Both A and B are events as well as C.

I shall make things more explicit since a discreet prod is not sufficient: $\{A\}$, $\{B\}$ and $\{C\}$ are simple events and $(\{A\} \lor \{B\})$ is an event as is ...

.

 

[Dustinsfl]

I can't really see the motivation of this question, especially with the restriction that only one letter may be chosen. If we can ignore that restriction for a moment, then it seems more pertinent as $P[A \cup B \cup C]=1$ and that calculation will involve all subsets of $\{A,B,C \}$. As you know though, this will not simply be a sum of all possible events because we need to subtract some events due to double counting. So if we add these together, this will be greater than 1.

How the above applies to choosing just one letter at a time though, that I can't say.

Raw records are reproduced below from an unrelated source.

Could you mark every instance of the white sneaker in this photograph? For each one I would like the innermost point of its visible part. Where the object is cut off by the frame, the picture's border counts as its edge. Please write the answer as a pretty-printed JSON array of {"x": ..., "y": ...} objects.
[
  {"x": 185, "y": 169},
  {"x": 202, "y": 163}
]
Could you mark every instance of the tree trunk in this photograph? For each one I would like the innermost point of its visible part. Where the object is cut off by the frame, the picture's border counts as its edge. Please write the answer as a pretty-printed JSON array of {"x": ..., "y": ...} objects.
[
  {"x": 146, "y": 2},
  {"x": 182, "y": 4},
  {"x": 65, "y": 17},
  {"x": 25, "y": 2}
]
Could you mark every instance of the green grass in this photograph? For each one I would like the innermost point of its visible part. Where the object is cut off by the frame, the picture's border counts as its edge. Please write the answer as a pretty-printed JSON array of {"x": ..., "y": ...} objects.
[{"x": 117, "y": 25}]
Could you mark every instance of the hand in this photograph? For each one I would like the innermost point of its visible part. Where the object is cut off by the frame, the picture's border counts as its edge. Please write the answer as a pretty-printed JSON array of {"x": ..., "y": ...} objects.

Even so, here's my two cents.

I shall make things more explicit since a discreet prod is not sufficient: $\{A\}$, $\{B\}$ and $\{C\}$ are simple events and $(\{A\} \lor \{B\})$ is an event as is ...

.

From these two post, I am inferring to use the Inclusion-Exclusion Principle; that is,
\[
P[A\cup B\cup C] = \sum P[E_i] - P[A\cap B] - P[B\cap C] - P[A\cap C] + P[A\cap B\cap C]
\]
where \(E_i\) is \(A\), \(B\), \(C\) for \(i = 1, 2, 3\)

 

[zzephod]

From these two post, I am inferring to use the Inclusion-Exclusion Principle; that is,
\[
P[A\cup B\cup C] = \sum P[E_i] - P[A\cap B] - P[B\cap C] - P[A\cap C] + P[A\cap B\cap C]
\]
where \(E_i\) is \(A\), \(B\), \(C\) for \(i = 1, 2, 3\)

All of the probabilities on the right hand side, other that the first sum, are zero (read your own question).

.

 

[Dustinsfl]

All of the probabilities on the right hand side, other that the first sum, are zero (read your own question).

.

I am sorry, but I have no idea what the hints are trying to steer me towards or what the question wants.

 

[Jameson]

I am sorry, but I have no idea what the hints are trying to steer me towards or what the question wants.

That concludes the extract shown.